In the latest version, I've also clustered all the sys.argv calls towards the beginning of the script, so porting any future iterations to a notebook should be trivial. Thanks for pointing it out!

Also, I wouldn't recommend running the analysis using CPU (not sure if that's the case for you). Using a cheap GPU would easily net you a 10-20x speedup. For reference, the current notebook (for a single patient) takes 50 minutes to execute on a TITAN RTX.

Let me know how it goes. I'll leave the issue open for your feedback and questions.

Best, Ravnoor

creativedoctor commented 2 years ago

Hi Ravnoor,

Thanks for your update. Yes, so I have been messing around with this since yesterday and in the end I found out the directory structure and all and got it running...just for it to crash on me after the process being killed by too little memory in a linux VM in my 6-core macbook pro (I thought since it runs freesurfer, probably could handle this). Currently looking into cloud computing with a gpu for testing.

Also, I see you have Training[TODO] in your readme file. Does that mean there's a training component for others to use as well (e.g. site or scanner-specific)?

ravnoor commented 2 years ago

The documentation was clearly lacking, but I'm glad you got it to work! I have updated theREADME to indicate the expected documentation structure. It's not BIDS compliant, but that's probably a future upgrade.

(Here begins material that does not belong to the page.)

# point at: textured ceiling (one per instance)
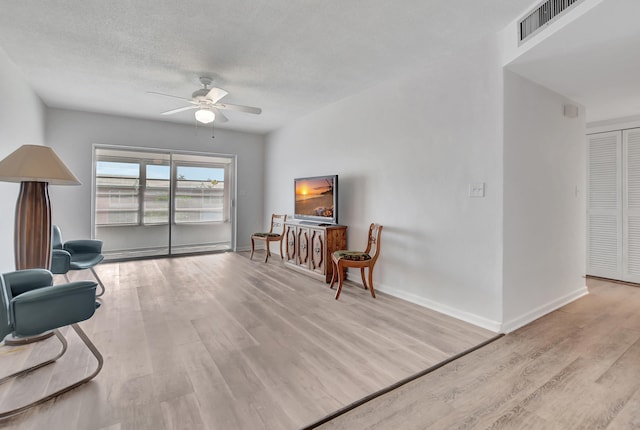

I haven't profiled the RAM usage, but it could be the reason for the crash. You could try reducing the variables options['batch_size'] = 350000 and options['mini_batch_size'] = 2048 and monitor RAM usage and see if it helps.

Alternatively, you could use Google Colab to test the notebook with a GPU. It has a free-tier with time-restrictions and a Pro version that's reasonably priced.

Yes, we're planning to release a train.py for anyone to use on their own data. The patch-based data based off the 9 sites in the Neurology article is already open-source. Essentially, anyone could use their own data (a fraction of) and/or our patch-based data to train a new model that's tuned to their specific site/scanner.

creativedoctor commented 2 years ago

I lowered batches as low as 5 (five) and mini_batch as low as 2 (two), and the script stills get killed in my macbook. I understand it should take a long time but tuning it down so low wouldn't you expect it to keep running?

NOTE: I m still running the version before you updated the other day. Would that cause some issue you corrected in the meantime?

ravnoor commented 2 years ago

Unless it exits with error, lowering the batch parameters should be fine.

The older versions should work just fine.

What amount of RAM and logical cores are allocated to the VM? What Linux (and version) are you using? I can try simulating your environment to replicate the issue.

creativedoctor commented 2 years ago

I am running CentOS 8.4 on a VM with 4 processors and 10GB RAM allocated in a MB Pro 2019 6-core 16GB RAM.

ravnoor commented 2 years ago

I haven't tested this on CentOS. I won't be able to spin up a working virtual CentOS installation to help diagnose your issue before the end of next week.

The easiest solution would be to use the docker version. I can show you how to access the bash terminal without actually running inference.

The next best thing would be to use an Ubuntu 18.04/20.04 LTS VM or baremetal system. These are the two versions tested to work with deepFCD. Besides, I have access to these systems to help troubleshoot any issues.